Durant toute sa vie, Michelangelo lutte pour mener à bien sa carrière. Il vit la sculpture, voit dans la pierre ce qui existe à l’intérieur et lui permet d’exister. Il permet à la création de toucher les âmes des spectateurs. En même temps, le jeune homme essaie de noyer son chagrin. Par étapes, au cours des années, il voit et revoit Viola, devenue handicapée. Toujours aussi maussade, elle ne perd pas le désir d’être libre. Même si sa famille l’a mariée à un riche collaborateur fasciste, Rinaldo Campana. C’est lui qui remet à flot la villa Orsini, permet l’expansion de la culture des orangers de la propriété. Afin d’obtenir l’héritage de Viola à travers une éventuelle descendance et avoir le prestige de la noblesse, il s’est marié mais reste un infidèle. Il la trompe avec sa secrétaire. Michelangelo défend Viola, est toujours de son côté. Mais son amie est vraiment têtue. Les deux personnages sont en réalité amoureux mais tous les obstacles se sont mis en travers de leur bonheur. Trop éprise de sa liberté, antifasciste, Viola cache bien ses sentiments. Elle ne cesse de repousser celui qu’elle aime et de l’attirer à elle. Souvent, ils se disputent car son caractère est très fort. C’est à la suite de l’une de ces querelles que les deux se séparent. Michelangelo part mais est arrêté par un tremblement de terre sur la route. Il revient et constate que la villa a été entièrement ravagée. Stefano, sa mère la marquise et surtout Viola sont morts. Le sculpteur est moralement dévasté et pleure son véritable amour. Depuis qu’il avait fait sa connaissance, il veillait sur elle. Il veillait sur Viola. Une fois morte, il immortalise sa douleur en sculptant une piéta. Dès le début du livre, j’ai pensé que Michelangelo avait donné à la Sainte-Vierge le visage de sa bien-aimée. Mais l’auteur en a décidé autrement : son sculpteur a donné les traits du visage et du corps brisé de son amoureuse perdue au Christ mort. Il part du point de vue que la souffrance et la peine n’ont pas de genre.

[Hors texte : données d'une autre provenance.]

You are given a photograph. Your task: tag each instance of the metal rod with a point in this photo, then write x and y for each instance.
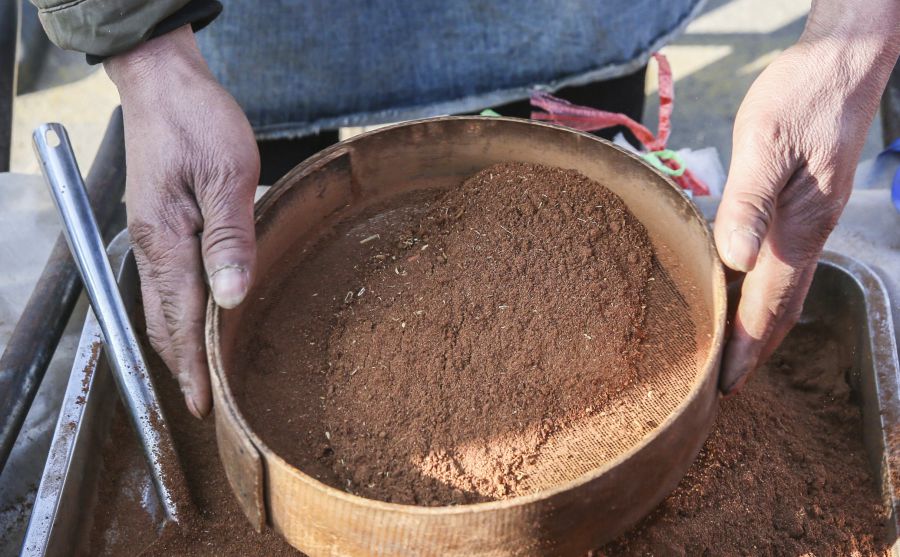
(36, 335)
(51, 144)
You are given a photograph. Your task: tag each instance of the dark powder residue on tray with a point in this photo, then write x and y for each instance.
(214, 523)
(784, 471)
(432, 365)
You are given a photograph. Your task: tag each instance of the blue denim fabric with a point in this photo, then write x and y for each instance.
(298, 66)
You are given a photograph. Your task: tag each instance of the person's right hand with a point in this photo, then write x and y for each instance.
(192, 170)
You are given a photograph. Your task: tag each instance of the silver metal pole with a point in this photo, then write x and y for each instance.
(51, 144)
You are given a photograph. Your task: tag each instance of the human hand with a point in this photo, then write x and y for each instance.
(192, 170)
(797, 140)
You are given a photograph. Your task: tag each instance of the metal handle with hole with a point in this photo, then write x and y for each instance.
(60, 170)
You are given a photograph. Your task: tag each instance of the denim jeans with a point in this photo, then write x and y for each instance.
(300, 66)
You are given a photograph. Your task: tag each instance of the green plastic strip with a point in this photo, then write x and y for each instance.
(655, 158)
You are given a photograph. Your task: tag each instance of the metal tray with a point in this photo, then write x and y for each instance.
(846, 296)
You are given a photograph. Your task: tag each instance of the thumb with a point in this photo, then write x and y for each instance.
(755, 179)
(229, 241)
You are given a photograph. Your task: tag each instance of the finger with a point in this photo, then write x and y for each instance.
(229, 238)
(770, 304)
(755, 179)
(157, 330)
(175, 277)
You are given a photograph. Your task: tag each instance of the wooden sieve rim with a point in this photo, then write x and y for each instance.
(691, 214)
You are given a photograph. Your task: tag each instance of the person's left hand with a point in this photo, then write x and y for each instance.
(797, 139)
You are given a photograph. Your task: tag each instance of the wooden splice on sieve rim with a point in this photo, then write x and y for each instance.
(612, 478)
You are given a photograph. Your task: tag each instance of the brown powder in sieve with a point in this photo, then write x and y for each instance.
(783, 473)
(432, 363)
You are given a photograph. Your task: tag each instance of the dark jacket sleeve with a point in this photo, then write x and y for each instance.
(102, 28)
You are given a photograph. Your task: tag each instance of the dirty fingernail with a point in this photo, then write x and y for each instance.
(229, 286)
(743, 248)
(192, 406)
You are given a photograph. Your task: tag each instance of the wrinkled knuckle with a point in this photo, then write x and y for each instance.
(760, 206)
(227, 237)
(792, 314)
(158, 336)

Michelangelo passe le reste de sa vie au monastère, pour veiller sur la statue qui représente toute son affectivité, ses sentiments, ses espoirs et sa souffrance. C’est triste et on a l’impression qu’il gâche sa vie dans les regrets, la nostalgie. La mort finit par mettre un terme à tout cela.
Le livre est émouvant. Même si les thématiques ne me plaisaient pas, j’ai « accroché » à l’histoire remplie de sentiments, d’émotions, de rage, de luttes, de rédemption, de révolte et d’aspirations à la liberté. C’est la raison pour laquelle je conseille « Veiller sur elle ». Vous ne le regretterez pas.